We bought six Ligne Roset Finn chairs, to go with our dining table when we lived in Paris. We bought some interchangeable back covers as occasional replacements for the grey faux suede at the same time, even though they were quite expensive, because you never know.

And actually, the chairs haven’t had a great deal of use as we usually perched on stools around breakfast bars to eat our meals both in Paris and back in London. The chairs were only ever used when we had guests around for a formal meal which, given the state of our dining room until four months ago, wasn’t often.

Nevertheless, we installed our table and chairs proudly in our new kitchen in September last year. All except the one that the Boywonder broke a couple of days before he left for Canada to start his University course at the end of August. You’ll remember how bereft I felt, how much I missed him.
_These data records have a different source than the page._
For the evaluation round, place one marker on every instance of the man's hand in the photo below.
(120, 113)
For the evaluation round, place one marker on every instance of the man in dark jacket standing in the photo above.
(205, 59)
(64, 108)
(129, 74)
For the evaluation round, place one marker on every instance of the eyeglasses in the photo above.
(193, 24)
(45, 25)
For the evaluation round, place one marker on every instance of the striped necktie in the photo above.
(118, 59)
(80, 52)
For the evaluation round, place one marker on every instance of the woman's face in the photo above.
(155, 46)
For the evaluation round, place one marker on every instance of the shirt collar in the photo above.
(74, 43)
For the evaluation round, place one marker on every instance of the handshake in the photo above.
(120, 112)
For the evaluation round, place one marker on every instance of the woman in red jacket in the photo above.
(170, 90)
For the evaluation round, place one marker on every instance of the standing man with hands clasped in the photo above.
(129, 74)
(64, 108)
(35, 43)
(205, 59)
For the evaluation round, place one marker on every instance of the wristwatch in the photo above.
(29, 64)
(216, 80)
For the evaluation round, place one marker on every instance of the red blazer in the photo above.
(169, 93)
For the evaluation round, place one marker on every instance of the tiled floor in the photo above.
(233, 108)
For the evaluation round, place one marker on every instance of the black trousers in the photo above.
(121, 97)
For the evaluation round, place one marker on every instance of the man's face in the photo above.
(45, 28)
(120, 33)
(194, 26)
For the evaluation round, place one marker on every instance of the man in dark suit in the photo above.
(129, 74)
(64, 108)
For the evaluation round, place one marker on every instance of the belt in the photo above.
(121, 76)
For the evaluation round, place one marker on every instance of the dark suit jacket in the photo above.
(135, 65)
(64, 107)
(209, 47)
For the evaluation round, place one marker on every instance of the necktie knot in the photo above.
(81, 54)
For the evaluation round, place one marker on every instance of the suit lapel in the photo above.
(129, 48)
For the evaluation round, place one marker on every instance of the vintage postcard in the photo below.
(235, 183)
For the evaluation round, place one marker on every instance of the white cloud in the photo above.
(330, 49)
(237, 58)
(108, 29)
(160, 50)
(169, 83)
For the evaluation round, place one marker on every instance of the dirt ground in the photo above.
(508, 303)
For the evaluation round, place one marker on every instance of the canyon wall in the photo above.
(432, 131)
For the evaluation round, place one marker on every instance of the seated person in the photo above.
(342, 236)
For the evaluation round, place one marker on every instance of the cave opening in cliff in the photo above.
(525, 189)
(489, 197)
It wasn’t that he put undue pressure on the chair back. He just leant back on it whilst laughing and the metal bolts that hold the back to the seat snapped. I contacted Ligne Roset and a very helpful man gave me some instructions, but our busy life had recommenced and we did nothing about it. I discovered that Ligne Roset have discontinued the Finn range after many years so I can’t even find replacements on eBay.

At Christmas, the Boywonder returned for the holidays and it was lovely to have him back. We did quite a lot of entertaining, and supplemented our five remaining Finn chairs with four chairs from the local Quaker meeting, which happens to be the house of my parents in law. And then, last Saturday, a few days before he’s due to leave again, exactly the same thing happened. The Boywonder, laughing copiously yet not violently, snapped the bolts of another Finn chair. A pattern is emerging here.

That leaves us with four Finn chairs. And, after this term, the Boywonder will have four more terms at University in Canada.

When the first chair broke, I was bereft at something being incomplete and imperfect in my beautiful new kitchen, at something missing. Now the second chair is no longer usable, well, I don’t feel quite so anxious or cross about that and I’m wondering whether the anxiety of my heartache will lessen with each passing term, each passing chair. Until the end of his degree course, when all six will have been broken, and I’ll have to move on and buy a new set of chairs.

Do you see what I’m saying here? Nothing lasts forever and it’s just as well it doesn’t, because if it did no-one would ever experience anything new or move on or grow. And where would be the fun in that? It is, perhaps, an alternative way of viewing the dull ache of your heart as your children grow and move on. They are just leaving room for more chairs.